Mlliyet Milliyet Blog Milliyet Blog
 
Facebook Connect
Blog Kategorileri
 

01 Kasım '07

 
Kategori
Haber
 

Bu dünyadan bir adam daha geçti

Bu dünyadan bir adam daha geçti
 

Espri, eğer içi dolu değilse, boş laftan ileri değildir. Mayasında “Düşünce” yoğunluğu olan insanların esprilerinde bile “Doluluk” ve “Öğreticilik” vardır. Bu işi gerektiği gibi yapan sayısı da oldukça azdır ve bunlardan biri de hiç kuşkusuz Erdal İNÖNÜ…

Size, birkaç örnek göstereceğim.

Birincisi; SHP genel başkanlığı döneminde diğer sol parti liderleri ve bürokratlarla bir restorana gider. Garsonun "Bir şey almak ister misiniz, efendim" sorusu üzerine "Teşekkürler biz birbirimizi yiyeceğiz" yanıtını verir.

İkincisi; eşi Sevinç Hanım “Erdal yetiş fare var” çığlığına “Bana ne Sevinç, ben fare miyim” der…

Üçüncüsü; bir seçim gezisi sırasında otobüsün kornası takılır ve çalmaya başlar, şoför tamir etmeye çalışsa da korna çalmaya devam eder. Otobüs içindekilerden biri “Kablolusunu kesin” diye akıl verir. Bunun üzerine Erdal İNÖNÜ “Durun yahu, meselenin köküne inelim” der.

Dördüncüsü ise, bir partilinin İzmir mitingine giderek, millete karşı muhalefeti sert yapmasını önerir ve ““Sayın İNÖNÜ, konuşurken biz şöyle partiyiz, böyle partiyiz diyeceksiniz ve yumruğu masaya vuracaksınız” der. İNÖNÜ gayet sakin “Peki, baş tarafını ben yapayım, gerisini siz yaparsınız” der.

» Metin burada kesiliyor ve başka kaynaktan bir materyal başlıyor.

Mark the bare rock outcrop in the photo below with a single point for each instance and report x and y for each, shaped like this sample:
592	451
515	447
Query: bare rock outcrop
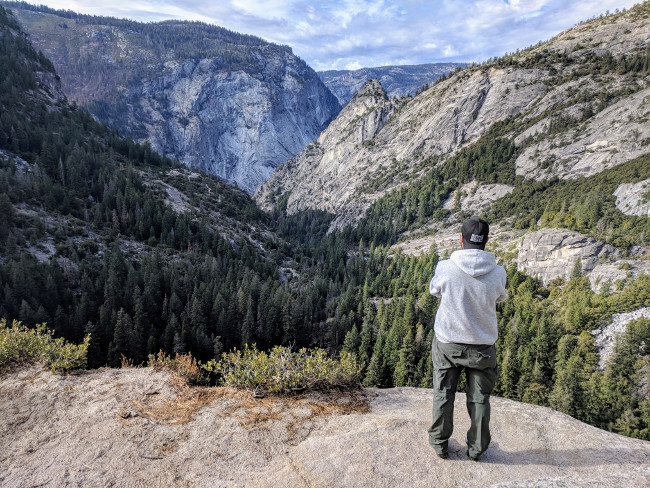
615	275
565	121
634	198
606	336
552	253
134	428
225	103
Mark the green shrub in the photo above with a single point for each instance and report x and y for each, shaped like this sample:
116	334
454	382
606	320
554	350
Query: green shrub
183	365
282	371
19	343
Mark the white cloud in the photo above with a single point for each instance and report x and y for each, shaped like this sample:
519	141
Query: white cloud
335	34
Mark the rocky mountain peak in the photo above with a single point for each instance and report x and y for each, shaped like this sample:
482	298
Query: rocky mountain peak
371	88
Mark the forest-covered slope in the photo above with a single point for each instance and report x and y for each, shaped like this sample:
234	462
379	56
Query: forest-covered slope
104	236
229	104
568	108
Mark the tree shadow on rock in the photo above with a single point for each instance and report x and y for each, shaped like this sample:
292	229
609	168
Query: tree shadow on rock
564	458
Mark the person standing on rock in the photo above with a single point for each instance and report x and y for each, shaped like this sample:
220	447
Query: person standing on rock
470	284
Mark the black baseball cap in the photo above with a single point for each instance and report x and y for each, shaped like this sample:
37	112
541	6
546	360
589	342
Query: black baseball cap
475	233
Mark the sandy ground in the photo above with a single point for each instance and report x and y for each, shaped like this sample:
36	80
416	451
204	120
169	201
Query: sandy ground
140	427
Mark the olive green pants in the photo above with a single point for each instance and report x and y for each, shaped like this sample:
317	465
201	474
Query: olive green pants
480	364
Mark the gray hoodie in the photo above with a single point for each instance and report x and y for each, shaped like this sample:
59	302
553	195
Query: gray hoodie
470	284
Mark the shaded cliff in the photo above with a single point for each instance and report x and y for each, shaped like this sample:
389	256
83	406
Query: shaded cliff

Sıraladığım bu dört hikâyenin içi, dediğim gibi “Boş laf” değil. Hepsinin de içi dolu. Yani, laf olsun torba dolsun, etraftakiler de gülsün diye söylenmiş sözler değil.

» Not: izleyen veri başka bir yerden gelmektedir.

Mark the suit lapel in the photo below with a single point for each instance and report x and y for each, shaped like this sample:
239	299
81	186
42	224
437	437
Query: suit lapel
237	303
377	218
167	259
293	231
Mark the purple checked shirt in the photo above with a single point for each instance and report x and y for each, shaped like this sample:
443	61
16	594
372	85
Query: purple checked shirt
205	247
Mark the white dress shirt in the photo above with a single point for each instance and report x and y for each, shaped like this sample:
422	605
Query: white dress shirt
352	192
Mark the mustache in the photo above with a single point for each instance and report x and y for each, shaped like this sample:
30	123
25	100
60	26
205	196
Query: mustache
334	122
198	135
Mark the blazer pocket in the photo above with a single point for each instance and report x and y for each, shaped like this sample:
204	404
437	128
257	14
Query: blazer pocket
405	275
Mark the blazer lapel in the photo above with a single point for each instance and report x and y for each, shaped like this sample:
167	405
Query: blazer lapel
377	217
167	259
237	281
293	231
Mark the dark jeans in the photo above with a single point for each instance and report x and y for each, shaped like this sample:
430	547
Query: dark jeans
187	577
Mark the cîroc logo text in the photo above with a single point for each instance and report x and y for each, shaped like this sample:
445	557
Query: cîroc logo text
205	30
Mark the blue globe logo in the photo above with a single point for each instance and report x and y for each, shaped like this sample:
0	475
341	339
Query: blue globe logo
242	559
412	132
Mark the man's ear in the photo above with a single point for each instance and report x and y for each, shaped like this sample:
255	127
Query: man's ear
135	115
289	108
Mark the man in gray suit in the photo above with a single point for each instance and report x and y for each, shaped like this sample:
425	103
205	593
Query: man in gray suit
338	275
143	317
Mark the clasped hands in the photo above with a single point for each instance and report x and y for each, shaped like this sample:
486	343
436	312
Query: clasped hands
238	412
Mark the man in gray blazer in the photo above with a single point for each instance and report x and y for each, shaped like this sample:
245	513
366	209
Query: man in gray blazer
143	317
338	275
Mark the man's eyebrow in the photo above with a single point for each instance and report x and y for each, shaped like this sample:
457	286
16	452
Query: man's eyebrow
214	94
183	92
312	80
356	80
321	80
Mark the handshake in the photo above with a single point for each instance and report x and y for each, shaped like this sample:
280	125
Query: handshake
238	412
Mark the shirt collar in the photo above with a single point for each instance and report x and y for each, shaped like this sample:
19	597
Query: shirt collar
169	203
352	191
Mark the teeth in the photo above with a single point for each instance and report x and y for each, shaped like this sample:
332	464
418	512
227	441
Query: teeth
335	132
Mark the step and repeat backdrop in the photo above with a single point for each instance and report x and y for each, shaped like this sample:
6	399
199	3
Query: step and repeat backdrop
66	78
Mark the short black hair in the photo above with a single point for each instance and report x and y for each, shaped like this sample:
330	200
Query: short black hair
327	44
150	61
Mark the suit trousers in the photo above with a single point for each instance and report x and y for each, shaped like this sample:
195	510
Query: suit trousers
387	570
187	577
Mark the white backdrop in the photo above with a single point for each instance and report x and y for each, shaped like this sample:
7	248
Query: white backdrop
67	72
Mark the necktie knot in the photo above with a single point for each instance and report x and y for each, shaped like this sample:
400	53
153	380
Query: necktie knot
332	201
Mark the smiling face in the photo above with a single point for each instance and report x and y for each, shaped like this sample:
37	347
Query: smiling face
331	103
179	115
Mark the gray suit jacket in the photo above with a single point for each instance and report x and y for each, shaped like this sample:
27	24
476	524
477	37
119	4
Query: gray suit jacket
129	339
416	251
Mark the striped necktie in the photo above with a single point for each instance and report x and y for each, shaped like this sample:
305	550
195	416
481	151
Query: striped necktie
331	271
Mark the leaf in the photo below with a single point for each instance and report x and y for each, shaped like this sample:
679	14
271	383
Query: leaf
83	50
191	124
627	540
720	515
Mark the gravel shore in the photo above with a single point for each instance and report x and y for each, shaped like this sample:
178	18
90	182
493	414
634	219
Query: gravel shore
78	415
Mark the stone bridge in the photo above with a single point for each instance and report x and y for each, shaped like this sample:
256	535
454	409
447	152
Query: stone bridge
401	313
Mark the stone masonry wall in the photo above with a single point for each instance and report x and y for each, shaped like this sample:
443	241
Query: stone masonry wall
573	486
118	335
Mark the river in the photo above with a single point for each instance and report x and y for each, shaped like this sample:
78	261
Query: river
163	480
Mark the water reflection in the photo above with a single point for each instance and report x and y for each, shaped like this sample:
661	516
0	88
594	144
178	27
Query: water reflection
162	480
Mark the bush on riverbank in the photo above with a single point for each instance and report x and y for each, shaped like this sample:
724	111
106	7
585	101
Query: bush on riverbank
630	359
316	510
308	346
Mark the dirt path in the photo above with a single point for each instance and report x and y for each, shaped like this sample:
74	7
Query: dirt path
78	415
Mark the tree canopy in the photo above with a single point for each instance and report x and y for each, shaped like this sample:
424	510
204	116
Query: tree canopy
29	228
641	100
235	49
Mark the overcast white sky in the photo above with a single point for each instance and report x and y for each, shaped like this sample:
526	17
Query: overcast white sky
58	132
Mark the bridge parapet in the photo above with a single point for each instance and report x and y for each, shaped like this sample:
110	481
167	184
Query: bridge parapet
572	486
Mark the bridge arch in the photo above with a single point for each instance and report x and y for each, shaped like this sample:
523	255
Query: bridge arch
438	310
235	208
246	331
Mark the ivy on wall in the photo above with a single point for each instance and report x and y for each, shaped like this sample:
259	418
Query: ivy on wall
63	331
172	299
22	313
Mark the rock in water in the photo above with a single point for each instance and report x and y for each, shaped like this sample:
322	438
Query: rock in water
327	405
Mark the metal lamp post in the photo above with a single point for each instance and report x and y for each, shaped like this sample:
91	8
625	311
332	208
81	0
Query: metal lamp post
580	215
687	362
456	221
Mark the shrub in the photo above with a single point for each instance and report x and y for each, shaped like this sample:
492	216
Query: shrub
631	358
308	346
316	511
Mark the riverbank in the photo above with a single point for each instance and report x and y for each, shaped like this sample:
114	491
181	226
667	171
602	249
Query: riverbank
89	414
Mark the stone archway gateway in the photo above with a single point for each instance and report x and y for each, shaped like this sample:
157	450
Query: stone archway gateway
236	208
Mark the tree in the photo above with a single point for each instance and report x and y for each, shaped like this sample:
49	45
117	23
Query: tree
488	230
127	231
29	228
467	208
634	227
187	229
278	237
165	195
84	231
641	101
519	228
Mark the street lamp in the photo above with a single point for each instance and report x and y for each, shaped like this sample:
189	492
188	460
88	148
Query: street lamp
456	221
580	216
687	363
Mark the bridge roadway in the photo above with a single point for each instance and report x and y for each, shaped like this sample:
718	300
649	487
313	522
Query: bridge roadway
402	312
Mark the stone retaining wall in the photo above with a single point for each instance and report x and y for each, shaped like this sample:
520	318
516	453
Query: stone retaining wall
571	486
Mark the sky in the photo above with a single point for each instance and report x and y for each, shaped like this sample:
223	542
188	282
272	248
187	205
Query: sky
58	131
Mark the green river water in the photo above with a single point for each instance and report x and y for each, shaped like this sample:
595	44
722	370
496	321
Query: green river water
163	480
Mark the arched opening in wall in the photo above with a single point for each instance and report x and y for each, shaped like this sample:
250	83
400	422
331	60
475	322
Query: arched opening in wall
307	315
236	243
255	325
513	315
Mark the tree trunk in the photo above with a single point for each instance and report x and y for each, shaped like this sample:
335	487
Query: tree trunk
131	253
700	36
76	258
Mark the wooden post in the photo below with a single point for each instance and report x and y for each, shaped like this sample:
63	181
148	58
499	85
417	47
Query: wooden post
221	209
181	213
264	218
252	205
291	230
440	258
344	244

Birincisi, Türkiye’deki iç siyasetin gerçeği “Özet” olarak anlatılmaktadır.

İkincisinde, bilgi ve becerisi dışındaki işleri bilmeyenlere havale etmenin yanlışlığını ifade etmesi bakımından dikkate değer bir sözdür.

Üçüncüsü; sorunların yüzeysel değil de temelinden çözmenin gerektiğini vurgulamaktadır ki.

Dördüncüsü ise; şiddet ile bir yere varılamayacağını anlatmaktadır. Her dört söz de bir bilim adamına yakışan sözlerdir.

Bu pencereden baktığımızda, Erdal İNÖNÜ’nün siyaseti, bilim içinde değerlendirdiğini görüyoruz. Ancak, Türkiye’de onu hiç kimse anlamadı.

Hani bir söz vardır “Beni bir tek sen anladın, sen de yanlış anladın” gibi…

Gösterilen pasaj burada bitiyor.